Oportuno ou oportunista?
Roma é, sem dúvida, um belo filme. Lindo, sensível, artística e tecnicamente impecável. Mas ganharia tanta evidência não fosse o diretor um mexicano e a mídia não estivesse em pé de guerra com um cara topetudo na Casa Branca que quer colocar mais muros na fronteira com o México? E Vice - não fosse tão revelador sobre as facetas desse poder em Washington, tão contestado - causaria tanto impacto? Os canalhas merecem sempre ser expostos e maltratados, embora alguns sejam até afagados, como em Poderia me Perdoar? que tem boa crítica, mas quase sem público.
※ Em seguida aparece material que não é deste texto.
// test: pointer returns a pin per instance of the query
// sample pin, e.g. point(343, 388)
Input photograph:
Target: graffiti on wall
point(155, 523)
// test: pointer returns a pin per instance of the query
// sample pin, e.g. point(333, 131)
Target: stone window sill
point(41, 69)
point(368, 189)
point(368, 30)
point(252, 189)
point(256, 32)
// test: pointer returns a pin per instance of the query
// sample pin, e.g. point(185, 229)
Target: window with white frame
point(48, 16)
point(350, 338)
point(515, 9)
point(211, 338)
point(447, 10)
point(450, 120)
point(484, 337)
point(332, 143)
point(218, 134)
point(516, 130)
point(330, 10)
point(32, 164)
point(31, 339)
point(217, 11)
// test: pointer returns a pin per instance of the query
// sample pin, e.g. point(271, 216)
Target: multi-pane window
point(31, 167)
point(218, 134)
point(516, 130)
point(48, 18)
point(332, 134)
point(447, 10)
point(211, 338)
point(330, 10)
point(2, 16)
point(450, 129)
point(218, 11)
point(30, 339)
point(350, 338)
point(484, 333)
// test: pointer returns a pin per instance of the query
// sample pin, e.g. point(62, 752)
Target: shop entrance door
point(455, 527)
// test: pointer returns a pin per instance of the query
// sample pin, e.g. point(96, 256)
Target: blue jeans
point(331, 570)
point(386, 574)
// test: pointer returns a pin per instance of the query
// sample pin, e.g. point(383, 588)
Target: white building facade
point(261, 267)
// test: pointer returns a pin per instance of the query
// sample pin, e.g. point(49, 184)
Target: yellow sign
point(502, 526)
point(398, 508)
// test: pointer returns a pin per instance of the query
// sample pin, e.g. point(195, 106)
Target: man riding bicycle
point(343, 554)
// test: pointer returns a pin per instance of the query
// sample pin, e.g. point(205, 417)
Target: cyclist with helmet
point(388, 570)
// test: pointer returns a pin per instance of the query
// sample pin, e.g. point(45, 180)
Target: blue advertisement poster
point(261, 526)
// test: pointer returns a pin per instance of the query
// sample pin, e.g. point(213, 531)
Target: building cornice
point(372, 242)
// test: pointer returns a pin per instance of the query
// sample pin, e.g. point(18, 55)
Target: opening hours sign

É outro exemplo do que vai rolar nesta edição do Oscar.
O público médio terá poucos filmes pelos quais torcer.
O Oscar não tem representado o gosto do grande público. A ver pelos números. Nas salas de cinemas ou em casa no streaming, as maiores audiências ainda são as comédias e os filmes de ação ou a mistura disso, que são as produções com super-heróis ou personagens com habilidades especiais e seus subgêneros. Estes são meros coadjuvantes habituais na festa, mas no mercado batem recordes atrás de recordes de público. Uma pena que isso aconteça. Por que Hollywood não consegue atrair mais público para tantas alternativas bacanas, algumas premiadas outras apenas badaladas, frutos óbvios de engajamentos sobre temas fundamentais?
Onde está o erro?
Apesar dos alívios que a arte pode trazer, parece haver uma predileção da plateia pelo violento, pelo movimentado, quase que um grande videogame que preza apenas pela estética e a tecnologia. Não tem tanto a ver com desenvolvimento ou subdesenvolvimento - o crescimento do público para essas produções hollywoodianas acontece em toda parte, mesmo na Europa. Por que o filmão interessa a tão poucos em relação aos aficionados por blockbusters bilionários lotados de tiro, porrada e bomba? Estaremos perdendo nosso lado mais sensível, que representa tanto nossa humanidade e nos difere das bestas?
Ou isso é que é ser besta, metido, esnobe?
O Brasil está pastando nesse cenário. A produção é cada vez maior, mas o interesse do público continua sendo pelas comédias românticas protagonizadas pelo Paulo Gustavo. O surto por temas evangélicos é totalmente fabricado: as duas maiores bilheterias da história do cinema nacional foram garantidas por ingressos comprados para cadeiras vazias (foto acima). E é só isso que conta? Bilheteria? No bojo disso, audiências querem mais e mais cinema. Mas o mesmo cinema. O industrializado. Não é de hoje, mas parece que piorou. Parece que falta gosto pela reflexão na plateia, falta apreço por conteúdo mais complexo.
O investimento em espaços culturais também diminuiu, muitos fecharam ao longo dos anos.
Ou é só preguiça mesmo? Ou incompetência de quem faz?
É a escola que tá falhando? É o Estado? É a mídia? São os cineastas? Tudo está veloz demais, tanto na vida como na arte, e a sensação é de que falta parar para refletir. E não se refletir na própria imagem, não sem parar no que nos distrai. Como vamos explorar emoções mais profundas se nos atemos ao elementar? Essa é uma das funções da arte. Pra que grandes atores, atrizes? Bastará o carisma?
Isso até os BBBs da vida, sem qualquer prática dramática, ou mesmo Youtubers cabeças de bagre podem ter. Mesmo eles poderão ser substituídos por avatares animados, como se faz no cinema. E não estamos todos nós sendo substituídos por similares? Arte x Entretenimento? Man x Machina?
Um dia ninguém saberá mais a diferença.